Targeting of UN hospitals
Salah's comments come after two-thirds of the UN Security Council, including the US, Britain, and France, on Tuesday demanded an investigation into attacks on UN-supported medical facilities in northwest Syria.
Britain, France, the US, Germany, Belgium, Peru, Poland, Kuwait, the Dominican Republic and Indonesia delivered a demarche - a formal diplomatic petition - to UN Secretary-General Antonio Guterres over the lack of an inquiry into attacks on UN-supported facilities.
During the session, Mark Lowcock, the UN's emergency relief coordinator, described the deconfliction process, a mechanism designed to minimise civilian casualties, as "ineffective" in preventing civilian deaths.

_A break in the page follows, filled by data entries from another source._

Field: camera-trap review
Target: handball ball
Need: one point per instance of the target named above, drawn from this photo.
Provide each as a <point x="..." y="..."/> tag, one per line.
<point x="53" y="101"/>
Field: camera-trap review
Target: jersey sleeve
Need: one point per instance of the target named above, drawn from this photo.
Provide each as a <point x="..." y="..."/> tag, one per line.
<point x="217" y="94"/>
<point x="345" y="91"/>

He also quoted from a letter from the Syrian government, which called on the UN to take off more than a hundred hospitals from the deconfliction zone because they had been allegedly taken over by "terrorist groups".

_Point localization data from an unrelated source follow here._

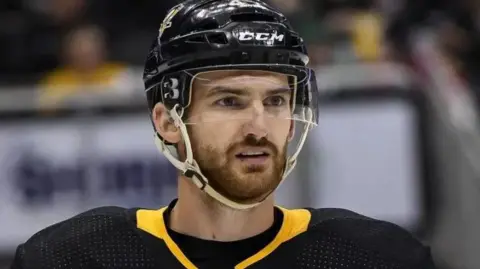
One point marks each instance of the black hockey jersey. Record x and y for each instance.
(117, 238)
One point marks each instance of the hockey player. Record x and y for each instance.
(229, 89)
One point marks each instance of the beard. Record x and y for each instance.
(241, 183)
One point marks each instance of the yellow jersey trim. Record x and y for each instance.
(294, 223)
(152, 222)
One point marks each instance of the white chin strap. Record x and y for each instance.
(191, 170)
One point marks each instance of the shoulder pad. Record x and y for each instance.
(361, 238)
(85, 241)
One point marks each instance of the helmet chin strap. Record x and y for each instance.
(191, 170)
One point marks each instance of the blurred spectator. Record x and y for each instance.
(86, 69)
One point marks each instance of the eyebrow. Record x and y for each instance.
(242, 92)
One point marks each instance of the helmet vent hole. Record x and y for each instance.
(209, 24)
(196, 39)
(218, 38)
(249, 17)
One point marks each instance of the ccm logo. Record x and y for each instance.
(248, 36)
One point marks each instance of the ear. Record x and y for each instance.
(291, 131)
(164, 124)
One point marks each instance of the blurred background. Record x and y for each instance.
(398, 137)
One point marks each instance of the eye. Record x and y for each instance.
(275, 100)
(228, 102)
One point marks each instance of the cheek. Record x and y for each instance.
(216, 135)
(281, 131)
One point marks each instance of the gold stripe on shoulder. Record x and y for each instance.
(299, 218)
(294, 223)
(152, 222)
(149, 221)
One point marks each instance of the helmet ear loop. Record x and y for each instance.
(177, 121)
(292, 160)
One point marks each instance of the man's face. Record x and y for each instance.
(239, 123)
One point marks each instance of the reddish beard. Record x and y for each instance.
(250, 183)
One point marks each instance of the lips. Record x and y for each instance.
(253, 157)
(252, 154)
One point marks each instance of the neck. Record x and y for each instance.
(198, 215)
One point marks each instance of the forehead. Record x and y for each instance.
(244, 79)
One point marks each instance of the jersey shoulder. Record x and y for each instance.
(85, 241)
(354, 237)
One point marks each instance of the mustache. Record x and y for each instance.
(252, 141)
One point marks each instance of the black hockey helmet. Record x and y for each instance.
(201, 36)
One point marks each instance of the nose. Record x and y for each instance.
(256, 125)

"In spite of our efforts to work with parties to the conflict to prevent attacks on civilian objects and humanitarian workers, I have come to the conclusion that in the current environment deconfliction is not proving effective in helping to protect those who utilise the system," Lowcock told the Security Council.
The deconfliction mechanism was put in place to avoid the targeting of humanitarian structures by giving the location coordinates to hospitals and schools to warring parties involved.
But critics fear the list is being used by the Russian and Syrian government to target hospitals and schools in north-west Syria.